Слушайте песню перьев
Шрифт:
Он давно заметил взгляды, матери. Он чувствовал, что она хочет что-то сказать, и ждал, когда она начнет. И она наконец решилась:
— Сын мой, отложи журнал и послушай меня.
Он послушно закрыл журнал и бросил его на стол.
— Сат-Ок, тебе уже девятнадцать лет. Девятнадцать Больших Солнц прошло над землей с тех пор, как ты закричал первый раз в моей типи.
Она говорила не по-польски, а на шауни, чтобы он хорошо понял все.
— Ты уже взрослый, Сат.

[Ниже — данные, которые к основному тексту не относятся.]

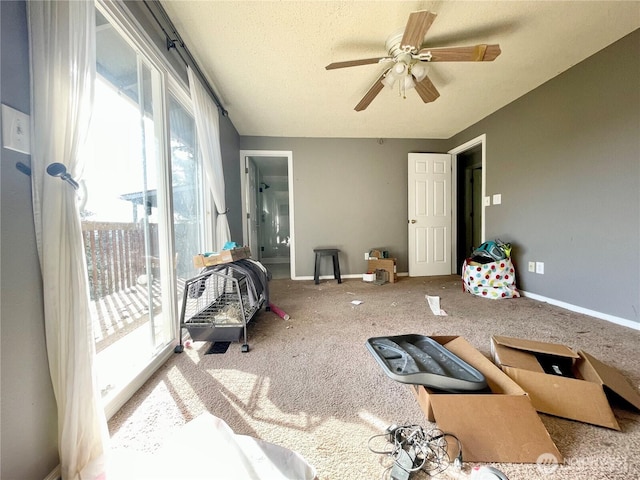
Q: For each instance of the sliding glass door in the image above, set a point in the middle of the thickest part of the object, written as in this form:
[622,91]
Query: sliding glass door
[143,215]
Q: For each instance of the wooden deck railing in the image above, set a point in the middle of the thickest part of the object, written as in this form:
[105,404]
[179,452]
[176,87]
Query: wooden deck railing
[115,255]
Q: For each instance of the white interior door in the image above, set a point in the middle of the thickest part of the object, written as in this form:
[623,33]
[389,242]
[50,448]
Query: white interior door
[250,210]
[429,214]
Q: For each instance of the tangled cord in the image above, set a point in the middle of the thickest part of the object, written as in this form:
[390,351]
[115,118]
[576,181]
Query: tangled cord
[428,450]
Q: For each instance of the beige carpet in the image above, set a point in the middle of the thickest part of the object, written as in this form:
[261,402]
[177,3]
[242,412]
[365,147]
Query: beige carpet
[310,385]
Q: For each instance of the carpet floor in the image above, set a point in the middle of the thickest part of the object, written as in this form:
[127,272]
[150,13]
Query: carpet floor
[310,385]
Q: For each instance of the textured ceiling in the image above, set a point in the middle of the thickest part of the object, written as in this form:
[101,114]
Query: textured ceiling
[266,59]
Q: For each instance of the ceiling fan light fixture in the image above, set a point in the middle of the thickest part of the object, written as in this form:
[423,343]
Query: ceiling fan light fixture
[419,71]
[389,80]
[409,82]
[399,69]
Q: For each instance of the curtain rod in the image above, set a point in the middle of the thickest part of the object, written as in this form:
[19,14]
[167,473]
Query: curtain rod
[177,41]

В позапрошлом году ты прошел Посвящение и участвовал в Большой Охоте. Отец хочет, чтобы ты был грамотным
Он выпрямился на стуле и вскинул голову.
— Я буду грамотным человеком и встану рядом с отцом!
— Да, Сат. Ты будешь грамотным. Но я должна тебе сказать, что не все грамотные люди — хорошие. Ты знаешь сержанта Луи, которого в нашем племени называют Белой Змеей. Луи тоже грамотный человек.
— Вап-Нап-Ао — наш враг. Он преследовал индейцев!
— Правильно. Но ведь я тоже грамотная. Я знаю три языка. И я — белая.
Он с удивлением посмотрел на нее. Чего она хочет? Почему начала этот разговор?
— Совет Старейшин назвал тебя шауни. Ты — наша. Ты — моя мать. Ты ненавидишь Белую Змею.
— Да, я — враг Белой Змеи. И мои товарищи, которых ты видел здесь, в Польше, тоже его враги. Но у него здесь есть и друзья.
— Здесь? — воскликнул он. — И они его знают?
— Нет. Но если бы они оказались в Канаде, они преследовали бы наше племя так же, как преследовал он.
— Мать, покажи мне друзей Белой Змеи! Я хочу запомнить их лица.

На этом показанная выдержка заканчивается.